Ricardo esclarece-me, a tua “oposição” é aquela do “Benfica, vencer, vencer”? Dá uma vista de olhos pela listagem, encontrarás, na sua maioria, incluindo a infâmia Veiga, aqueles que conduziram o Benfica até 1997. Ou terás algum milagre para anunciar à tribo, um novo herói e uma revolucionária chefia? Daí que tenha afirmado que para pior já basta assim. Pelo menos não me sinto humilhado e ofendido. É pouco? É! Claro que quero mais, arranjem um cabecilha, um revolucionário capaz e é só o tempo de ir buscar a caçadeira que nunca usei. Direi que já não é sem tempo. Já fiz uma proposta sustentada e explicada.
E foram estes os líderes que o Benfica conseguiu parir nos últimos 25 anos do passado século, todos democraticamente eleitos pelo “povão” benfiquista. E durante estes anos, tudo que se fez teve a ver com arranjos de pedreiro, incluindo a megalomania do fecho do 3º anel, ainda que aqui se compreenda, afinal tratava-se de dinheiro macaco. Apesar do cinzentismo, da falta de ideias e ambições, estas pequenas figuras até Martins e incluindo, tiveram cuidado com o passivo do clube, o desastre veio depois.
O texto é, na essência, político, uma espécie de cronologia da incompetência, refere o topo da superstrutura e não aborda a inexistente política de gestão, considerada como simples prática contabilística. A política desportiva (gargalhadas…), aquela que verdadeiramente nos interessa, fica para outro dia. Pobrezinho como é este texto, foi quase forçar-me a escrevê-lo, o relato da pura e simples sobrevivência, não é muito estimulante para um “historiador”.

4 comentários:

Armando disse...

Ricardo,não há nada a fazer, quem nasceu na idade do arado de madeira, nunca conseguirá conduzir um tractor!

Hattori Hanzo disse...

Não te sentes humilhado e ofendido? Se calhar o problema é mesmo esse. Eu sinto-me. Tudo o que aprendi e respeitei sobre o Benfica este Presidente e Direcção encarregam-se de contrapor. Poderá ser uma questão de gerações e modo de vida não digo que não, mas não acho que para vencer seja preciso usar as mesmas armas do inimigo e usar as mesmas patifarias. Mais do que não ganhar títulos o que me dói neste Benfica é vê-lo como uma tentativa de cópia dos de lá de cima (ainda por cima mal feita).

Hattori Hanzo disse...

Quanto ao texto em si, apenas posso falar a partir das décadas de 80 e 90. Não me pareceu que o Fernando Martins fosse tão mau. Mas claro aí ainda era muito criança e não via as coisas como hoje. O que é certo é que aí a hegemonia já se tinha perdido: estávamos numa fase em que ganhávamos um campeonato de 3 em 3 anos e eles eram bi-campeões. Concordo no entanto contigo na questão de uma oposição nova: não é aquela amálgama de Benfica Vencer Vencer (se ainda houver) que vai resolver aquilo.

Ricardo disse...

Até 1990, prefiro não falar porque, apesar de ter dados, não convivi com as personagens de modo atento o suficiente para que as pudesse ter analisado por mim de forma sustentada. Digo, no entanto, como já disse noutros textos, que me é de todas as formas cincompreensível a ligação de um Presidente do Benfica à escumalha portista desde que Pinto da Costa chegou ao poder. Mesmo que tivesse sido enganado uma primeira vez, após a noção clara da estirpe daquela gente, Martins teria de ter abdicado das relações sociais e profissionais com tal bando de déspotas e malandros. Nunca o fez. Ainda hoje convive muito bem com o corrupto-mor. Isso para mim é não-benfiquismo.

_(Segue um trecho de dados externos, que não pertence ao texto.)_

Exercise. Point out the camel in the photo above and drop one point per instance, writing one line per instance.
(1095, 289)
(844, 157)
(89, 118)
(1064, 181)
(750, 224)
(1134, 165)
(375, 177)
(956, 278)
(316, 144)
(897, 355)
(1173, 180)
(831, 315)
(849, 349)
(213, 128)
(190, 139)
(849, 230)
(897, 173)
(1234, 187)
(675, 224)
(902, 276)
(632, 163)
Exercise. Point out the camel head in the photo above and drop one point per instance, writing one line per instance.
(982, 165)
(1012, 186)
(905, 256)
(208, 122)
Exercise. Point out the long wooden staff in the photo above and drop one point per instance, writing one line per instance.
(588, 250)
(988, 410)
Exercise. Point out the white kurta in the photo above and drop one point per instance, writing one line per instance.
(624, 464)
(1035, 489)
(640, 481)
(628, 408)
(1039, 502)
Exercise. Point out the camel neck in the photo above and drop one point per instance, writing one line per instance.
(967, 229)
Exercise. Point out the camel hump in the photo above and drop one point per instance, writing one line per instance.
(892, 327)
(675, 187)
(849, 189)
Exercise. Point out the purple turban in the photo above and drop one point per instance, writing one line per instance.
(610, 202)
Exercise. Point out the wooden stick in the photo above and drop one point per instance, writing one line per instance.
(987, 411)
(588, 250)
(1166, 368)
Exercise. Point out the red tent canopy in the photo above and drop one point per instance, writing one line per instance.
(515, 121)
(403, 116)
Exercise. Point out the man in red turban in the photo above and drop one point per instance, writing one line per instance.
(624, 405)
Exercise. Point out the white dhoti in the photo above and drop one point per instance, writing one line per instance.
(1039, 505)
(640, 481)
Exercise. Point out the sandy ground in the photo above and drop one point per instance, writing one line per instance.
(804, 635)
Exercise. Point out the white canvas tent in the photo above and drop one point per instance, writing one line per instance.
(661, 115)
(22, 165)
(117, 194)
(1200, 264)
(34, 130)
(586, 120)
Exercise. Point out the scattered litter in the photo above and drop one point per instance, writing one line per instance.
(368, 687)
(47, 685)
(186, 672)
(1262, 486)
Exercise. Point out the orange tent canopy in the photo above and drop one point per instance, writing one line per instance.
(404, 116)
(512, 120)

Jorge de Brito tenho ideia de ter sido um sonhador, um homem ligado a outros gostos e culturas, que, solidário, meteu muito dinheiro próprio no clube mas com pouca clarividência ao nível das escolhas. João Santos, tenho dele boa memória. Uma memória provavelmente conspurcada pelas coisas que ouvi dizerem-se sobre ele e as minhas imberbes impressões sempre que o via. Pareceu-me sempre um bom benfiquista e não será pouco dizer que, com ele o Benfica ganhou muita coisa e foi a duas finais dos Campeões Europeus em três anos. Estruturalmente, desconheço mas parece-me que o princípio do fim ou meio do fim passou pelos seus anos de Presidência.

De Damásio, não consigo falar. Vêm-me logo vómitos à boca. Um incompetente. As escolhas que fez, aliadas ao passado que recebeu, mas fundamentalmente o ter ido buscar corruptos para o seio do clube, fazem dele o pior Presidente da História.

Depois Vale e Azevedo, um malandro que primeiro mete algum e depois rouba e aproveita o estatuto. Muitas vezes mais vítima do que réu, parece-me, ainda que, claro, fosse um burlão dos maiores. Até nisto o Benfica se diferencia dos demais: os outros roubam os adversários em benefício próprio; o nosso burlão roubou o Benfica para nosso prejuízo. Enfim, até os maladros benfiqusitas têm pudor em roubar aos outros.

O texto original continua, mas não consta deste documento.